Weblog

published Nov 03, 2021 , last modified Nov 04, 2021

Fred van Dijk: collective.exportimport: tips, tricks and deploying staging content

published Oct 27, 2021

Talk by Fred van Dijk at the online Plone Conference 2021.

collective.exportimport is the latest addition to our migration toolbox and we have achieved good results with it with upgrading Plone sites to Plone 5.2. But A new 'side' use case with this add-on getting mature is distributing content trees between existing Plone sites. For example to create an online marketing campaign and deploying the setup to several country sites for translation and local use. I will demonstrate the 'content copy' use case, discuss current state and planned/wished improvements. As a related subtopic I will also touch on current capabilities and 'caveats' of exportimport when using this for migrations based on our current experience.

I will do exactly the same talk as Philip, but in my way and in half an hour.

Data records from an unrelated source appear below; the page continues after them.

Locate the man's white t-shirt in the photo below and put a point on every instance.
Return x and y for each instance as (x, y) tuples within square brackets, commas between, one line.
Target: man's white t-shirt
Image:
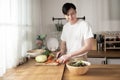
[(74, 35)]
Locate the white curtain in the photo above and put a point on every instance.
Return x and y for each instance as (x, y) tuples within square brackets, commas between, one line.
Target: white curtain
[(15, 32)]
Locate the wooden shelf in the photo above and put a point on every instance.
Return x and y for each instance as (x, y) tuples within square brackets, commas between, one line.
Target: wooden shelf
[(111, 35), (113, 48), (112, 41)]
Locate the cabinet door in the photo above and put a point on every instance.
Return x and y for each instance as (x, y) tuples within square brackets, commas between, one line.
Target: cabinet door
[(97, 60), (113, 61)]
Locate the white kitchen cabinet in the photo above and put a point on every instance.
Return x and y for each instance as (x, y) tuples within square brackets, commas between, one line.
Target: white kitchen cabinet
[(97, 60), (113, 61)]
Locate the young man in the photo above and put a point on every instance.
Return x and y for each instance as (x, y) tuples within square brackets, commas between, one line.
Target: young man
[(76, 37)]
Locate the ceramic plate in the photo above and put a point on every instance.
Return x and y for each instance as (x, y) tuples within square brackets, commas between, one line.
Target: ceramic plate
[(52, 44)]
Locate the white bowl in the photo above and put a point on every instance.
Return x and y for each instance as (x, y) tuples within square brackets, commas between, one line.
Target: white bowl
[(78, 70), (36, 52)]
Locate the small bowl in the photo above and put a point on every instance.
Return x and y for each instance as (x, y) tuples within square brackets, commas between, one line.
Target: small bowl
[(81, 70), (36, 52)]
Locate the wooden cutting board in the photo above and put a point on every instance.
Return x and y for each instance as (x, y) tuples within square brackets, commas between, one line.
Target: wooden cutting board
[(47, 64)]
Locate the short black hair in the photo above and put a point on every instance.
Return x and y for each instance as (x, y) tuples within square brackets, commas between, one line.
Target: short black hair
[(66, 7)]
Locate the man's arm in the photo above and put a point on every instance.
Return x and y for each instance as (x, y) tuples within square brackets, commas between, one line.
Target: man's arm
[(87, 46), (63, 47)]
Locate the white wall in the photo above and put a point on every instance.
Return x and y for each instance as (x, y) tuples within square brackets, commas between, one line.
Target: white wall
[(97, 13)]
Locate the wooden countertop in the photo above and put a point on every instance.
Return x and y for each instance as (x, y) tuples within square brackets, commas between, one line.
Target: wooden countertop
[(96, 72), (29, 71), (101, 54)]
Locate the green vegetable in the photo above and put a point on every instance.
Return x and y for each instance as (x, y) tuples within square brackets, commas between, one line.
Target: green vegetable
[(47, 53), (41, 58)]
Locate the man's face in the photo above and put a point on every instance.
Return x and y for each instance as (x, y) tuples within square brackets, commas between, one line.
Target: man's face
[(71, 16)]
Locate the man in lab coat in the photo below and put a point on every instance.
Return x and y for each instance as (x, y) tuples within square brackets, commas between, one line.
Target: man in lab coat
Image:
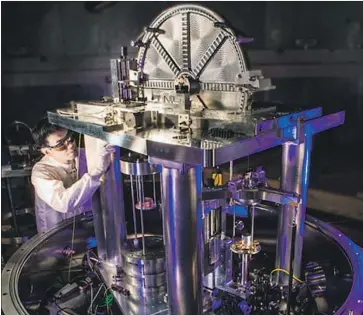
[(63, 187)]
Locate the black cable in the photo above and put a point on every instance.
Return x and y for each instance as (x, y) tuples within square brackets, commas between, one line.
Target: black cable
[(61, 309), (291, 269)]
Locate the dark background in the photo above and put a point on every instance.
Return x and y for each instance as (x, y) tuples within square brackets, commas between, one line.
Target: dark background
[(54, 52)]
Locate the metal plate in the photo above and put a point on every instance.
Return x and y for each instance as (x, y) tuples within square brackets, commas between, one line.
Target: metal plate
[(164, 143), (192, 44)]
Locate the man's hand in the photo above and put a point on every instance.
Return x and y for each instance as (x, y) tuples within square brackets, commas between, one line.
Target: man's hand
[(101, 161)]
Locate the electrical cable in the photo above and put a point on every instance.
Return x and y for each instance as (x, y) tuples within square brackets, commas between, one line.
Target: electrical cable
[(74, 217), (286, 272)]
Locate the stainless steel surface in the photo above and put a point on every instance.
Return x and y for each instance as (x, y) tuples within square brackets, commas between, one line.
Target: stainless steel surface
[(164, 143), (295, 175), (112, 202), (6, 171), (37, 260), (192, 45), (145, 271), (185, 107), (141, 199), (108, 208), (244, 269), (182, 223), (136, 168)]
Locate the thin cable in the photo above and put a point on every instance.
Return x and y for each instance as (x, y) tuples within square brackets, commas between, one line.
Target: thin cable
[(142, 202), (286, 272), (252, 223), (133, 207), (74, 217)]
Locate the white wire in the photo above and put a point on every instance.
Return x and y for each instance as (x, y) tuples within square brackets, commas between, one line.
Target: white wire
[(92, 301)]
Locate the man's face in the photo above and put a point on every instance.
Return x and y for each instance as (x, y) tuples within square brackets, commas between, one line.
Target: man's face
[(61, 146)]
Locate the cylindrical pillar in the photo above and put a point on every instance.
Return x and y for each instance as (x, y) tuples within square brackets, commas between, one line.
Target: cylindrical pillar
[(294, 178), (244, 269), (112, 202), (182, 223), (108, 206)]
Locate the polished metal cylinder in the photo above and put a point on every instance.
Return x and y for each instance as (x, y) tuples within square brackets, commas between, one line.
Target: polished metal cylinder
[(112, 202), (108, 206), (294, 178), (182, 223), (244, 269)]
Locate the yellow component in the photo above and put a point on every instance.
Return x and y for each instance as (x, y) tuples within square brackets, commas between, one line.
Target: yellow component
[(293, 204), (285, 271), (217, 179)]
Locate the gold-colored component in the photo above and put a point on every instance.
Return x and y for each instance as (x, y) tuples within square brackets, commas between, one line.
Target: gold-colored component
[(244, 246)]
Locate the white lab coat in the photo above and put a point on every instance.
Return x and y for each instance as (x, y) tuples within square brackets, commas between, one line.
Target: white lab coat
[(58, 193)]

As Philip said: "Migrations can be 'fun' again."

I started work on a migration in autumn of 2020. The Plone 4.3 site originally started in Plone 3, maybe even some left-overs from 2.5. I did all the usual stuff for inline migration to 5.2 on Python 3. And I found a banana peel. And another. And another. With such an old site, that has been migrated over and over, too many things can be lurking in the database that at some point bite you.

The main drawback of in-place migration: there are unknown unknowns. You never know how many dark things are still lurking in there until you have completely finished the migration. So: very hard to estimate.

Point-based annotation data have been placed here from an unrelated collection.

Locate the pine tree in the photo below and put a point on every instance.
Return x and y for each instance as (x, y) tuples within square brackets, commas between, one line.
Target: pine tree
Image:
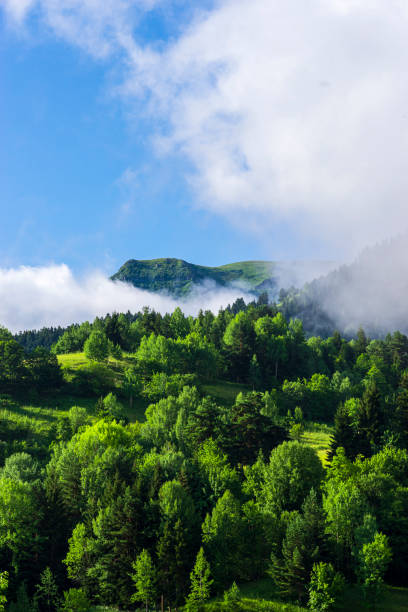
[(304, 544), (370, 421), (47, 590), (200, 582), (144, 578), (3, 589), (343, 434)]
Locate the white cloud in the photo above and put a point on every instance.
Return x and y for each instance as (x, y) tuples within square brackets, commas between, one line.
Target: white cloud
[(33, 297), (288, 110)]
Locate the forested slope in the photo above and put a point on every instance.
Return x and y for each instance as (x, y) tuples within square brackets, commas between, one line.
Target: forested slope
[(159, 456)]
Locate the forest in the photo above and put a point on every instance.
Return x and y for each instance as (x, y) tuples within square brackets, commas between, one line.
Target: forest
[(217, 462)]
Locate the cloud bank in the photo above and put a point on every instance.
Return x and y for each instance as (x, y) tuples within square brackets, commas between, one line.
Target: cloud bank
[(287, 111), (35, 297)]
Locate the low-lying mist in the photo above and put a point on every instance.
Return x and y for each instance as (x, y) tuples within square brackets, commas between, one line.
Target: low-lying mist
[(35, 297), (372, 292)]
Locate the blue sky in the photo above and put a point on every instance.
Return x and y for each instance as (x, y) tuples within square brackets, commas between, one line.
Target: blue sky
[(79, 181), (213, 132)]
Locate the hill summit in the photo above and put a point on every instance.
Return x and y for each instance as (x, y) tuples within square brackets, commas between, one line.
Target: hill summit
[(177, 277)]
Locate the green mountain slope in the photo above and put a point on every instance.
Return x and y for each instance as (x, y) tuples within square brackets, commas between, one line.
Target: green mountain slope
[(177, 277)]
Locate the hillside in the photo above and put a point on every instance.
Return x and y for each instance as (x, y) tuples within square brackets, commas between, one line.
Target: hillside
[(177, 277)]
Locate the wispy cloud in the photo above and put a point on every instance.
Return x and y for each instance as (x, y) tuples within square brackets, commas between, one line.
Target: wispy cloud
[(287, 111), (33, 297)]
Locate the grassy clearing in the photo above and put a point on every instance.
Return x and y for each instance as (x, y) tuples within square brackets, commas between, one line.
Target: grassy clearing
[(224, 392), (255, 596), (319, 440), (395, 599)]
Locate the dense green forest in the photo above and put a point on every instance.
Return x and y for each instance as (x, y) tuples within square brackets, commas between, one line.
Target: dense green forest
[(217, 462)]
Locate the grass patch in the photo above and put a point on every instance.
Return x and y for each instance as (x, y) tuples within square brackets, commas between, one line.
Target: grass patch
[(255, 596), (319, 440), (395, 599), (224, 392)]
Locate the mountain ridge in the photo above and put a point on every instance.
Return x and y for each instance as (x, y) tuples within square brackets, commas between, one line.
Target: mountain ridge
[(177, 276)]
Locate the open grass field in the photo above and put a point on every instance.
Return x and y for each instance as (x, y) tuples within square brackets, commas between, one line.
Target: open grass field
[(319, 440), (224, 392), (261, 596)]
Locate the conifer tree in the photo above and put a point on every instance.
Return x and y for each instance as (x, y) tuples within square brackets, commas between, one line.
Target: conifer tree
[(343, 434), (3, 589), (144, 578), (200, 582)]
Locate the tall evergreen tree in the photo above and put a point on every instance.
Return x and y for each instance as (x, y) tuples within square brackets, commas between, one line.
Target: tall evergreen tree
[(200, 582)]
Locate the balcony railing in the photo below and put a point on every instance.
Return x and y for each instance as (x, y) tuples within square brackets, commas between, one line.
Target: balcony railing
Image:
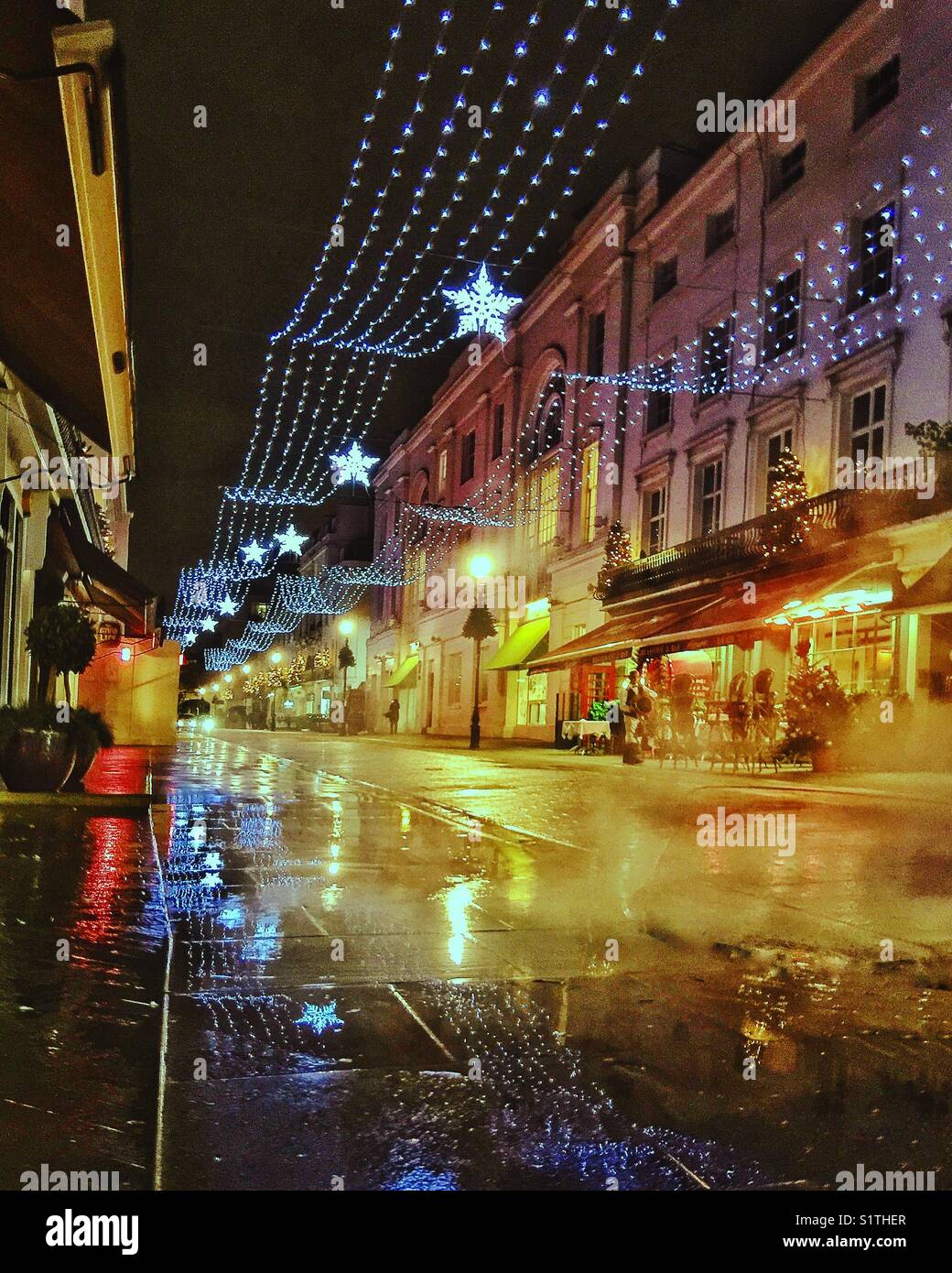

You also require an 'intermediate' migration environment: you go from 4.3/Py2 to 5.2/Py2 to 5.2/Py3.

A lot of work has been done on in-place migration. It is stable. It works on standard Plone sites. But who really has a standard Plone site?

collective.exportimport uses ETL transformation. Transmogrifier uses the same idea/theory:

you Export
you Transform
you Load

Actually, you often export, load, then transform/fix. So ELT/ELF. Benefits:

No need for an intermediate Py2/3 environment.
You don't touch your existing/old environment data.
You only need to add collective.exportimport to your old site.

Now some technical tidbits.

There are several chicken-and-egg problems.

You import a folder, this has a default page, but the page does not exist yet.
Page A relates to Page B which does not exist yet.

So we import all content, and then import other stuff like default pages and relations afterwards.

Part 2 of this talk: Copying staging content.

Use case from a customer, Zeelandia. This customer has subsidiaries in several countries, also using Plone Sites. They wanted to create some content on one site and make it available on the other sites so local editors can adapt it to their language.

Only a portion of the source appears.